We present a wearable interface that allows a user to silently converse with a computing device without any voice or any discernible movements - thereby enabling the user to communicate with devices, AI assistants, applications or other people in a silent, concealed and seamless manner. A user's intention to speak and internal speech is characterized by neuromuscular signals in internal speech articulators that are captured by the AlterEgo system to reconstruct this speech.
We use this to facilitate a natural language user interface, where users can silently communicate in natural language and receive aural output (e.g - bone conduction headphones), thereby enabling a discreet, bi-directional interface with a computing device, and providing a seamless form of intelligence augmentation. The paper describes the architecture, design, implementation and operation of the entire system. We demonstrate robustness of the system through user studies and report 92% median word accuracy levels.


The vision of closely coupling humans and machines has been advanced and re-imagined in successive iterations. Input devices have come a long way since punch cards and present day input modalities have enabled computing devices to become an intrinsic parts of our lives. Keyboards (or typewriter style input devices) replaced punch cards to facilitate text input on early computers. The modern age of mobile and ubiquitous computing ushered in the widespread adoption of voice inputs for communication and search applications.
Natural user interfaces (NUI) including gesture-based inputs, touch and voice have been touted as natural extensions of the human persona [5,13,21–23,27]. Despite significant advances made, machines, input modalities and interactivity still exist as external artifacts to the human user, in an obstacle to fully realize symbiosis of humans and machines. We present AlterEgo a wearable silent speech interface that allows a user to provide arbitrary text input to a computing device or other people using natural language, without discernible muscle movements and without any voice. This allows the user to communicate to their computing devices in natural language without any observable action at all and without explicitly saying anything.
Three primary contributions:
1. We introduce a novel wearable architecture for a bidirectional silent speech device.
2. We outline the neuromuscular input needed for detecting silent speech.
3. We demonstrate the feasibility of such silent speech recognition based on neural information, and demonstrate the utility of the device as a personal computing platform and interface.
AlterEgo, allows people to privately and seamlessly communicate with their personal computing devices, services and other people, such that users leverage the power of computing in their daily lives, as a natural adjunct to their own cognitive abilities, without “replacing” or “obstructing” these abilities.


Voice Interfaces

Conversational interfaces currently exist in multiple forms.
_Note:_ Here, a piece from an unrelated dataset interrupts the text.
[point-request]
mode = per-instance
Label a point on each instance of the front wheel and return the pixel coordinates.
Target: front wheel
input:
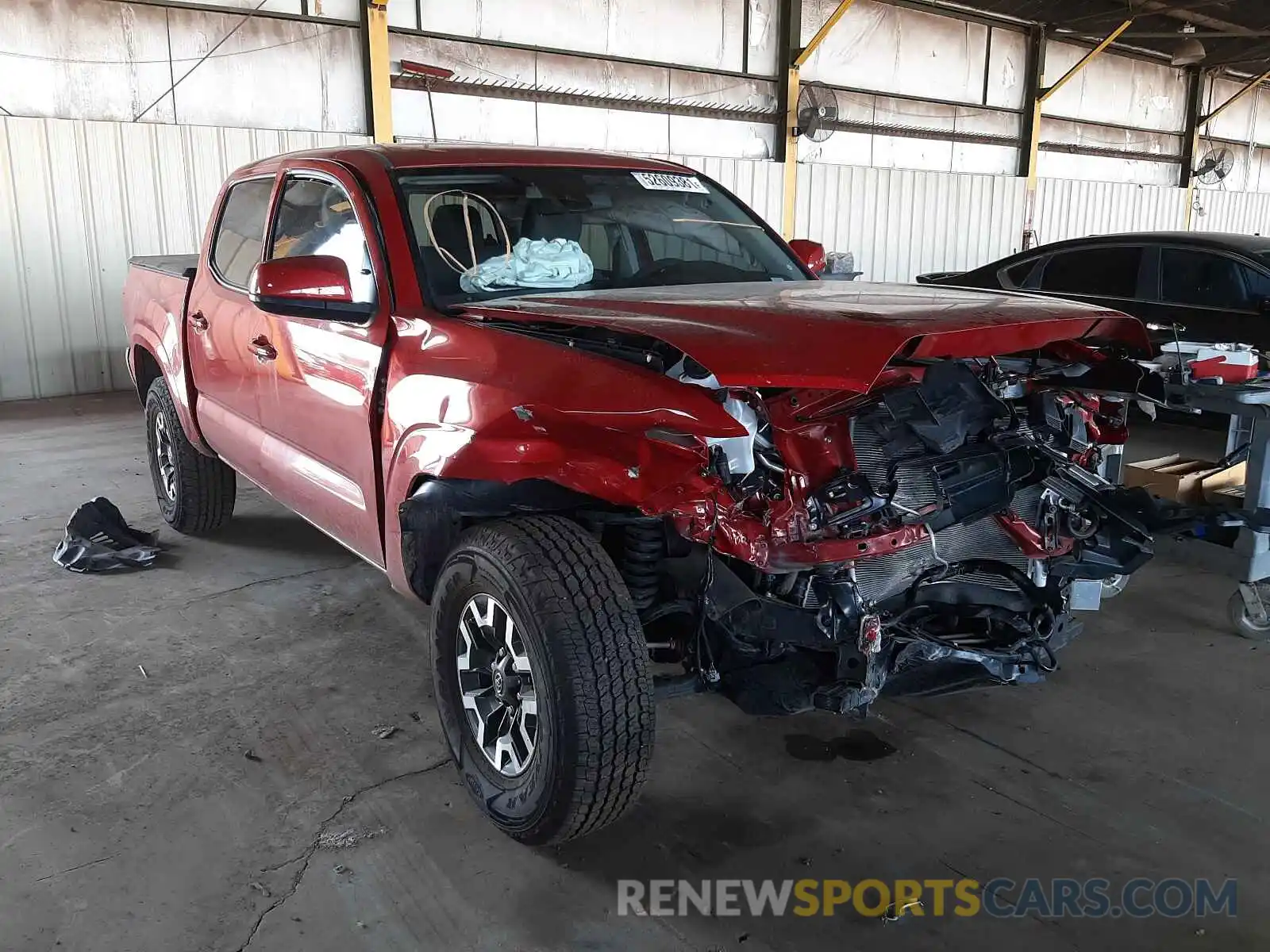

The recent advances in speech recognition methods have enabled users to have interaction with a computing device in natural language [1,12]. This has facilitated the advent of ubiquitous natural voice interfaces, currently deployed in mobile computational devices as virtual assistants (e.g- Siri [28], Alexa [29], Cortana [30] etc.). These interfaces have also been embedded in other devices such as smart wearables, dedicated hardware speakers (e.g - Google Home [31], Amazon Echo[32]), and social robots. Another broad category under voice interfaces are modern telecommunications devices for person-person communication (e.g - smartphones, Skype etc). Although, all the aforementioned platforms offer robust voice based interaction, they share common limitations. There are fundamental impediments to current speech interfaces that limit the possibility of their adoption as a primary human machine interface. We list a few here amongst others:
Privacy of conversation: Speech is broadcasted to the environment by the user when communicating via these interfaces and therefore user privacy is not maintained (e.g - a phone call with another person; communicating with Siri etc.).
Eavesdropping: Voice interfaces are always listening in on conversations, when not desired, only to be visibly activated later on by a specific trigger-word (e.g - 'Ok Google' activates Google Assistant but the application is on nevertheless).
Impersonal devices: These devices are not personal devices and any other user can intentionally or unintentionally send valid voice inputs to these devices.
Attention requiring: Current voice interaction devices have low usability as a device, a user cannot use a speech interface hands free on-the-go, which is the case oftentimes with immobile dedicated speech devices (e.g - Amazon Echo). Moreover, user proximity to the device is required for optimal speech recognition (telecommunications devices).

Silent Speech Interfaces

There have been several previous attempts at achieving silent speech communication. These systems can be categorized under two primary approaches: invasive and non-invasive systems.
Invasive Systems
Brumberg et al. 2010 [6] used direct brain implants in the speech motor cortex to achieve silent speech recognition, demonstrating reasonable accuracies on limited vocabulary datasets. There have been explorations surrounding measurement of movement of internal speech articulators by placing sensors inside these articulators. Hueber et al. 2008 [17] used sensors placed on the tongue to measure tongue movements. Hofe et al. 2013 [16] and Fagan et al. 2008 [9] used permanent magnet (PMA) sensors to capture movement of specific points on muscles used in speech articulation. The approach requires permanent fixing of magnetic beads invasively which does not scale well in a real-world setting. Florescu et al. 2010 [10] propose characterization of the vocal tract using ultrasound to achieve silent speech. The system only achieves good results when combined with a video camera looking directly at the user’s mouth. The invasiveness and obtrusiveness or the immobility of the apparatus impedes the scalability of these solutions in real-world settings, beyond clinical scenarios.
Non-Invasive Systems
There have been multiple approaches proposed to detect and recognize silent speech in a non-invasive manner. Poradnik et al. 2009 [24] used EEG sensors for silent speech recognition, but suffered from low signal-to-noise ratio to robustly detect speech formation and thereby encountered poor performance. Wand et al. 2016 [26] used deep learning on video without acoustic vocalization but requires externally placed cameras to decode language from movement of the lips. Hirahara et al. [15] use Non-Audible Murmur microphone to digitally transform signals. There have been instances of decoding speech from facial muscles movements using surface electromyography.
Figure 2. Selection of the final electrode target areas (right) through feature selection on muscular areas of interest (left, center).
Wand and Schultz 2011[25] have demonstrated surface EMG silent speech using a phoneme based acoustic model, but the user has to explicitly mouth the words and have to use pronounced facial movements. Jorgensen et al.[18] use surface EMG to detect subvocal words with accuracy fluctuating down to 33% with the system also unable to recognize alveolar consonants with high accuracy, which is a significant obstruction to actual usage as a speech interface.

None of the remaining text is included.